Friday, December 31, 2010

It's the end of an era and a new world order on Friday at the Pizzeria & Public House.

(Edited from yesterday's posting at my PC blog)

I will be at the NABC Pizzeria & Public House at lunchtime today (December 31, New Year’s Eve) for the express purpose of smoking a cigar, because when we reopen for business on Monday, January 3, ours will be a newly minted smoke-free facility. We first made the announcement in August …

The NABC Pizzeria and Pub will be smoke-free as of January 1, 2011.

… and now the appointed time finally has arrived, although in an odd, seemingly premature way. The impending change also was the subject of my Wednesday Weekly column at Potable Curmudgeon last week: Wednesday Weekly: Sadness at the passing of a regular habit?

Transitions of any sort are challenging, and I think way too much – always have, and probably always will.

Just the same, the overwhelming motifs in my consciousness as we prepare to move forward into a new year are elegiac images from the past, which are becoming increasingly dim in the rearview mirror. That’s largely because in 2011, NABC will be doing its level best to reinvent itself in a future tense, and to some extent, history will be both made and relegated. I've never been as disgusted with the old year, or more excited about a fresh beginning.
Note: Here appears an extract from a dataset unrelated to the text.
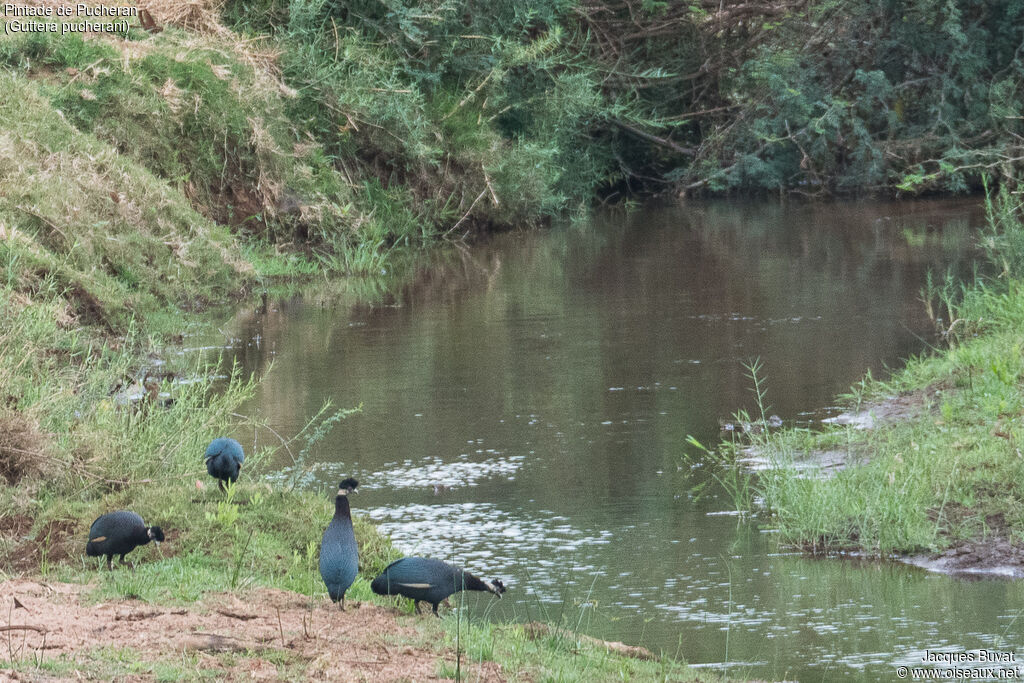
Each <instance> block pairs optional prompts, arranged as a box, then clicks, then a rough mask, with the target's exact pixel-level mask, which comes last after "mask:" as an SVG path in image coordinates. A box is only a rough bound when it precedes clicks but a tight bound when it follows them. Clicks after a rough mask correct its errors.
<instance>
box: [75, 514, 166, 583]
mask: <svg viewBox="0 0 1024 683" xmlns="http://www.w3.org/2000/svg"><path fill="white" fill-rule="evenodd" d="M163 540H164V532H163V531H162V530H161V529H160V527H159V526H146V525H145V522H144V521H142V518H141V517H140V516H139V515H137V514H136V513H134V512H131V511H129V510H118V511H117V512H109V513H106V514H105V515H100V516H99V517H97V518H96V521H94V522H92V526H90V527H89V541H88V543H86V544H85V554H86V555H88V556H89V557H99V556H101V555H106V568H108V569H112V570H113V569H114V567H112V566H111V560H112V559H114V556H115V555H120V556H121V564H124V563H125V555H127V554H128V553H130V552H131V551H133V550H135V547H136V546H144V545H145V544H147V543H150V542H151V541H156V542H157V543H158V544H159V543H160V542H161V541H163Z"/></svg>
Those who know me best always say that it isn’t necessary for me to perpetually spin my wheels in an effort to explain myself, as it invariably gets me into trouble (as with the Wednesday Weekly mentioned above), but it’s something I can’t turn off.

As much as I might like to qualify it, the fact remains that the beer business with which I’ve been associated for almost twenty years always has been an extension of my own personality -- crusading, campaigning, heart pinned to sleeve, forever flapping my jaws and being forcibly rejected every now and then -- and so when it comes to making policy changes like implementing a smoke-free workplace and radically reforming the guest beer program, and doing both of them simultaneously, there is a rigorous self-examination preceding and prefacing the public’s knowledge of new direction.

Which is to say: These matters impact me, too.

It took years to come to grips with both of the biggies on the business horizon.
A seismic shift in my professional “beer life” commenced about three years ago, and the aftershocks finally have awakened me to the next phase, to where I need to be, and where I hope many of us are heading. It seems to me that a full circle has been traveled, and I’m grateful for the wake-up call.

If you are out and about at lunchtime today, I’ll be smoking a cigar at my own bar for the last time, so come and join me.

---

As a postscript, the smoke-free workplace may soon be a statewide phenomenon. In his most recent column in the New Albany Tribune, State Representative Ed Clere had this to say:
CLERE: Session will require resolve from all

... A statewide smoking ban seems inevitable. Indiana is among a dwindling number of states that do not have some type of statewide ban. Support for a ban appears to be growing. The Indiana Chamber of Commerce has made a total ban on smoking in the workplace one of its 2011 legislative priorities, and earlier this month, Gov. Mitch Daniels said he would sign a ban. First, of course, the legislature would have to pass one, and the Senate has snuffed out recent attempts.